The summer reading continues – with some great books. Here’s what I’ve been reading so far this month:

The Word Exchange, Alena Graedon
In the not-so-distant future, print books are entirely dead, except for a couple of stubborn dictionaries. When Anana Johnson’s lexicographer father goes missing, she’s worried that his disappearance is linked to a “word flu” sweeping the country. Witty, well plotted and slightly terrifying. (Oxford plays a small but vital role, which made me so happy.) Recommended by Kerry and Leigh.

Unprocessed: My City-Dwelling Year of Reclaiming Real Food, Megan Kimble
Busy, broke and increasingly concerned about where her food comes from, Kimble spends a year eating as little processed food as possible. This means joining a CSA and baking bread, but it also means interviewing farmers, butchering a sheep, and trying to understand the systems our food goes through – and where they’ve gone wrong. Insightful, eye-opening and not at all preachy. Found at Porter Square Books.

Black Dove, White Raven, Elizabeth Wein
The children of two stuntwoman pilots, Emilia (half Italian) and Teo (half Ethiopian) have grown up together. After Teo’s mother dies in a plane crash, Emilia’s mother takes the children to live in Ethiopia. But as war with Italy looms in 1936, life becomes increasingly complicated for all of them. Narrated by Emilia and Teo, this is a fascinating, heartbreaking look at a war (and a country) I knew almost nothing about.

Die Laughing, Carola Dunn
Daisy Dalrymple finds her dentist murdered in his chair, and helps her policeman husband investigate – finding it tricky to navigate her new middle-class social circle, several of whom are suspects. A decent mystery, but I really liked the portrayal of Daisy adjusting to married life and a new neighborhood.

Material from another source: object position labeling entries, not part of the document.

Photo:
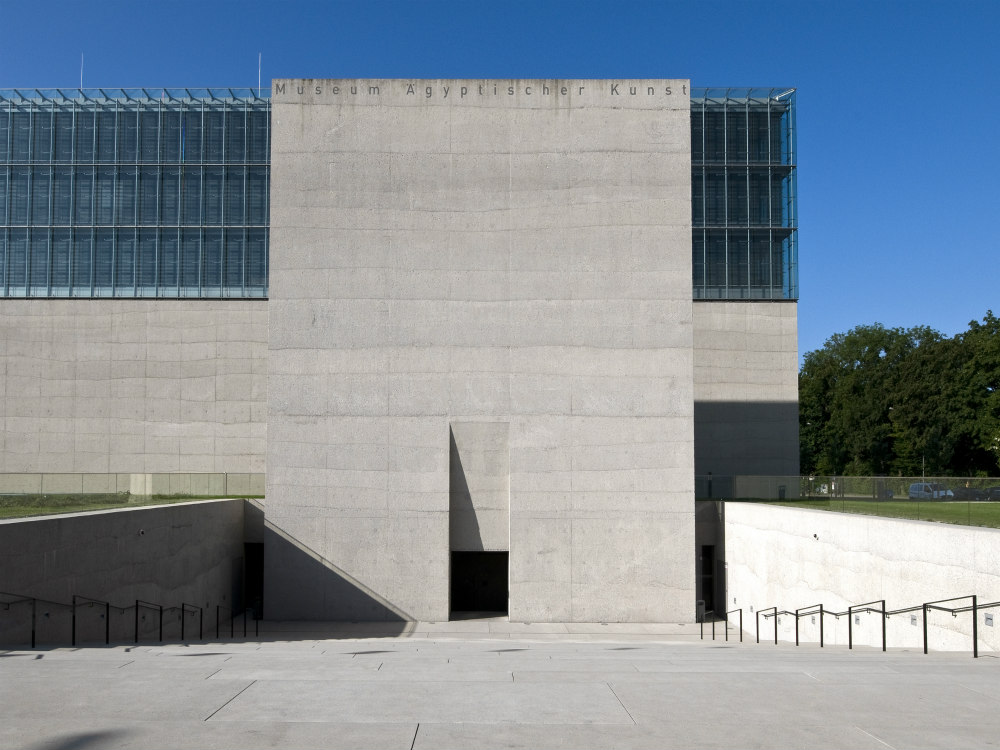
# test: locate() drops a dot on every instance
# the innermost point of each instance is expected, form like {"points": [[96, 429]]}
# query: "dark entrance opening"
{"points": [[707, 574], [253, 578], [479, 582]]}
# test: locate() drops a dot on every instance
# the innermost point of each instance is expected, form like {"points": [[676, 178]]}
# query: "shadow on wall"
{"points": [[464, 529], [742, 437], [299, 584]]}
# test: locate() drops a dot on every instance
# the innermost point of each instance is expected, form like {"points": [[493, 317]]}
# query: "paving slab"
{"points": [[638, 688]]}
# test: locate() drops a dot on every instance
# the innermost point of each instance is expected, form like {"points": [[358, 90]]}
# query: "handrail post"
{"points": [[884, 618], [925, 628], [850, 628], [975, 628]]}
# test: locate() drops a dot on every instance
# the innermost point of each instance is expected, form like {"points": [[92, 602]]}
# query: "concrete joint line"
{"points": [[229, 701], [620, 701], [874, 737]]}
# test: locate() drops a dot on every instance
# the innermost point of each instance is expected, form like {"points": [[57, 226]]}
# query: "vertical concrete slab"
{"points": [[481, 251]]}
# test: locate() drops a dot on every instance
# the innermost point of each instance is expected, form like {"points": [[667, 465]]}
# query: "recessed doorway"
{"points": [[479, 582]]}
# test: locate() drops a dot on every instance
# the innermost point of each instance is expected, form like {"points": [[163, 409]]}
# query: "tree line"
{"points": [[903, 402]]}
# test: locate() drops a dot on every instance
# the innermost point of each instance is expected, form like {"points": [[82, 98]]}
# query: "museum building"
{"points": [[484, 338]]}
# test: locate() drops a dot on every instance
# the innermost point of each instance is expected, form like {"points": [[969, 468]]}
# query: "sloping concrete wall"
{"points": [[132, 386], [746, 412], [184, 553], [793, 558], [512, 251]]}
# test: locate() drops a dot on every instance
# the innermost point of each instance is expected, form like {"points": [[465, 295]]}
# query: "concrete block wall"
{"points": [[135, 386], [185, 553], [446, 251], [746, 390], [793, 558]]}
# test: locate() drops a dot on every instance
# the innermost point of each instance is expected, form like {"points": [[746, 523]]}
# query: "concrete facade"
{"points": [[745, 390], [793, 558], [190, 553], [132, 386], [444, 253]]}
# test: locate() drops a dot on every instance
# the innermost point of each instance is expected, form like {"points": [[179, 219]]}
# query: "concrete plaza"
{"points": [[493, 684]]}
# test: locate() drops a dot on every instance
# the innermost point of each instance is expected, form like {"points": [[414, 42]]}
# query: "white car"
{"points": [[929, 491]]}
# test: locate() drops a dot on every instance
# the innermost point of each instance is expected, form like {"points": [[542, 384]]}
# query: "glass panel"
{"points": [[104, 253], [191, 137], [234, 195], [149, 136], [17, 265], [191, 187], [41, 137], [38, 263], [106, 141], [4, 132], [169, 251], [21, 135], [190, 262], [64, 136], [170, 195], [61, 247], [82, 266], [211, 262], [233, 271], [258, 123], [41, 186], [147, 262], [125, 197], [20, 179], [84, 203], [104, 197], [236, 136], [125, 266], [213, 136], [170, 136], [85, 136], [212, 187], [62, 195], [3, 200], [128, 135], [257, 195], [148, 198]]}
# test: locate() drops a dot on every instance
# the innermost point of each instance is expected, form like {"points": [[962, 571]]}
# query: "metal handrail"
{"points": [[759, 613], [803, 614], [107, 617], [853, 609], [740, 610]]}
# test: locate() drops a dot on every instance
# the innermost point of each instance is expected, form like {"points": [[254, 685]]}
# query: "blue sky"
{"points": [[899, 112]]}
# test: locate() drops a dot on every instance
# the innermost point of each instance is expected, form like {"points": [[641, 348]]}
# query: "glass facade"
{"points": [[743, 196], [165, 193], [134, 193]]}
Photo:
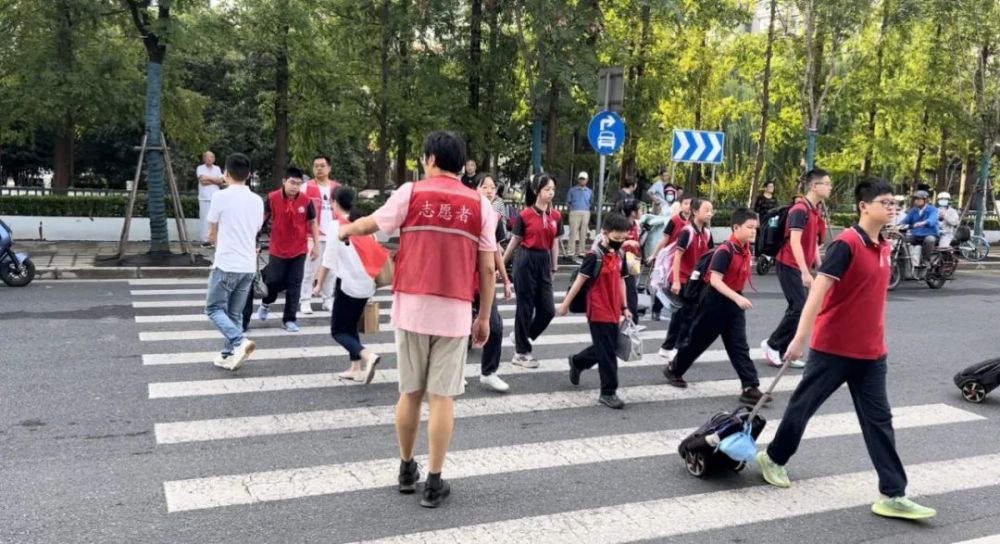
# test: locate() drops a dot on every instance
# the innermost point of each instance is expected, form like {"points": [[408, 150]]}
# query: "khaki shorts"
{"points": [[435, 364]]}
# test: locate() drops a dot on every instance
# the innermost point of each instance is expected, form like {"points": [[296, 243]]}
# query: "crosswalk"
{"points": [[336, 437]]}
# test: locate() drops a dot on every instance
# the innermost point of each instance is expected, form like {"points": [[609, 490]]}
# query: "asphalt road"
{"points": [[99, 443]]}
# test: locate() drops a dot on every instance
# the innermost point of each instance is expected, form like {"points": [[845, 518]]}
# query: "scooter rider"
{"points": [[948, 219], [923, 222]]}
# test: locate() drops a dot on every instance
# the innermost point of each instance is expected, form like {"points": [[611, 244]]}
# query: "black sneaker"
{"points": [[611, 401], [434, 495], [409, 475], [574, 373], [751, 395], [673, 379]]}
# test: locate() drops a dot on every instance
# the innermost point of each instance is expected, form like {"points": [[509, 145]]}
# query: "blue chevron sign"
{"points": [[698, 146]]}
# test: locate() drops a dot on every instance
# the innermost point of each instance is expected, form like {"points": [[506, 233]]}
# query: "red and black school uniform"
{"points": [[604, 310], [805, 217], [848, 346], [717, 315], [692, 242], [288, 246], [538, 230]]}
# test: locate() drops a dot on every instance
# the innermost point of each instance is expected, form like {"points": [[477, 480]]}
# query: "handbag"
{"points": [[629, 345]]}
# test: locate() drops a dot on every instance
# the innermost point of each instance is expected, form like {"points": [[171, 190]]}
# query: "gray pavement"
{"points": [[85, 453]]}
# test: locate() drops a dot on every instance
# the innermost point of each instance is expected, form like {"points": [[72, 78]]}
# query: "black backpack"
{"points": [[772, 231], [579, 303]]}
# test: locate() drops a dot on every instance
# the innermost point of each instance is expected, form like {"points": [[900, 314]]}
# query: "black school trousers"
{"points": [[601, 352], [533, 287], [865, 379], [717, 316]]}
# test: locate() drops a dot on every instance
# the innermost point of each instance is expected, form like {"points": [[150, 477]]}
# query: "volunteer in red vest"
{"points": [[320, 191], [446, 235], [804, 232], [293, 225]]}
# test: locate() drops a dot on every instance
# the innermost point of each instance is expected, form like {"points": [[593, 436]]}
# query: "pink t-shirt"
{"points": [[429, 314]]}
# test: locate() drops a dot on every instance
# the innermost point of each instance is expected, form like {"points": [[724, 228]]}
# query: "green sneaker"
{"points": [[772, 472], [903, 508]]}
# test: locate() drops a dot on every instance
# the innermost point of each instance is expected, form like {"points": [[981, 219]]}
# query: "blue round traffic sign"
{"points": [[606, 132]]}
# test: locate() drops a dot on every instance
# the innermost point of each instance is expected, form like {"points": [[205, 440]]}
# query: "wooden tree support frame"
{"points": [[174, 193]]}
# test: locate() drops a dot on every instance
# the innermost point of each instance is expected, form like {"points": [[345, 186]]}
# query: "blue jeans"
{"points": [[227, 293]]}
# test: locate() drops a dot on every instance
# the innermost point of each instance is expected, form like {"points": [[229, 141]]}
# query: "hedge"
{"points": [[86, 206]]}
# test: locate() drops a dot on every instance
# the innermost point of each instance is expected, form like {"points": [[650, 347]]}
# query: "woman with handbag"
{"points": [[355, 263]]}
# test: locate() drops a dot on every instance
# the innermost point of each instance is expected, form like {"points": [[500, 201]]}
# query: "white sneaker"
{"points": [[667, 354], [494, 383], [241, 354], [526, 361], [222, 361], [771, 355], [368, 374]]}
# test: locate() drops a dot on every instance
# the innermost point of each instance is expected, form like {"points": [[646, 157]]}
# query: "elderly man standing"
{"points": [[210, 180]]}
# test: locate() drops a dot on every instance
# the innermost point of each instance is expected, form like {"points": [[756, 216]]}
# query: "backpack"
{"points": [[692, 290], [772, 231], [579, 303]]}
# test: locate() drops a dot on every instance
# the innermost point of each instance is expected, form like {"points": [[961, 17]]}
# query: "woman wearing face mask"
{"points": [[536, 231], [490, 361]]}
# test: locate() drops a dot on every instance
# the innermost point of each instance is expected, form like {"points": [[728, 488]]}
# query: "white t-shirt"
{"points": [[326, 212], [239, 213], [344, 263], [205, 192]]}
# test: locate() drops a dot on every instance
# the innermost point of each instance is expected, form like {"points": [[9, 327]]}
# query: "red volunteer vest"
{"points": [[439, 240], [289, 227], [313, 193], [851, 321]]}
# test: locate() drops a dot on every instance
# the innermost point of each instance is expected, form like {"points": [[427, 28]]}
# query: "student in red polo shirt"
{"points": [[605, 308], [293, 221], [845, 318], [722, 310], [536, 232], [692, 242], [804, 232]]}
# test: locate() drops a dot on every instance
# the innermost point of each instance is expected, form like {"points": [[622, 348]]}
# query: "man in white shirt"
{"points": [[321, 191], [235, 217], [210, 180]]}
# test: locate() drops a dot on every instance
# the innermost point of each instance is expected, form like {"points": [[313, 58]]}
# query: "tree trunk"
{"points": [[281, 78], [866, 164], [382, 156], [765, 107], [475, 65]]}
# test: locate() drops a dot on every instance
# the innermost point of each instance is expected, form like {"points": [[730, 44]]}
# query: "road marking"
{"points": [[664, 518], [324, 420], [274, 485], [336, 351], [275, 330], [232, 386], [201, 302]]}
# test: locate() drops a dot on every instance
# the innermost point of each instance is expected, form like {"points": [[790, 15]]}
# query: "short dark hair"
{"points": [[448, 150], [344, 196], [869, 189], [697, 202], [616, 222], [742, 215], [238, 166], [814, 175]]}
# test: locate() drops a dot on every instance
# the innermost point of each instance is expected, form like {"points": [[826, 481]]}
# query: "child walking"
{"points": [[536, 232], [722, 310], [606, 308], [845, 318]]}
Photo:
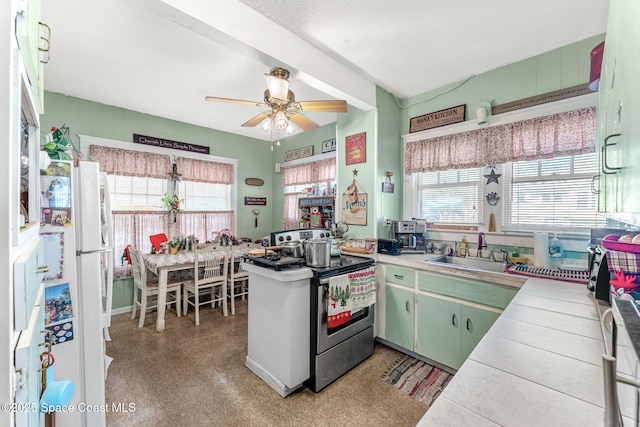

The Red Notebook, Antoine Laurain
Parisian bookseller Laurent Letellier finds a woman’s handbag on the street – and becomes obsessed with locating the owner. A charming, whimsical, beautifully told story – sweet without being saccharine. I loved it. (I received a free copy of this book from the publicist.)

A Snicker of Magic, Natalie Lloyd
Felicity Pickle is used to moving around a lot. But when her family lands back in Midnight Gulch, her mama’s hometown, Felicity longs to put down roots. With the help of a new friend, some magical ice cream and a little banjo music, everything may turn out right after all. A sweet, whimsical middle-grade debut.

Absolutely Truly, Heather Vogel Frederick
Too-tall Truly Lovejoy is not thrilled when her family moves to tiny Pumpkin Falls, New Hampshire. Even worse: her father hasn’t been the same since he lost an arm in the war. But as Truly helps renovate the family bookshop, she stumbles onto a mystery – which she solves with the help of a few new friends. I love Frederick’s work and adored this charming, moving story. (Bonus: includes a delicious recipe for mini pumpkin whoopie pies.)

Wicked Autumn, G.M. Malliet
Max Tudor, former MI5 agent turned Anglican priest, has settled into his new life in Nether Monkslip. But when the village busybody turns up murdered at the annual Harvest Fayre, Max dusts off his investigative skills (and begins facing his demons). A delightful, slyly witty village mystery – first in a series.

Spinster: Making a Life of One’s Own, Kate Bolick
A fascinating, often frustrating exploration of single womanhood, via Bolick’s own experience and that of her five “awakeners” – women writers who forged their own unconventional paths. I enjoyed learning about Neith Boyce and Maeve Brennan (both new to me), but was put off by Bolick’s self-sabotage and glaring lack of self-awareness. Still thought-provoking, and a different angle on the cultural conversation about womanhood.

(More about the stack above: I’m dipping back into The Sound of Paper, as I seem to do every summer, and working through Middlemarch for my book club. Though I’m not sure if I’ll be finished by the time we meet!)

Most links (not affiliate links) are to my favorite local bookstore, Brookline Booksmith.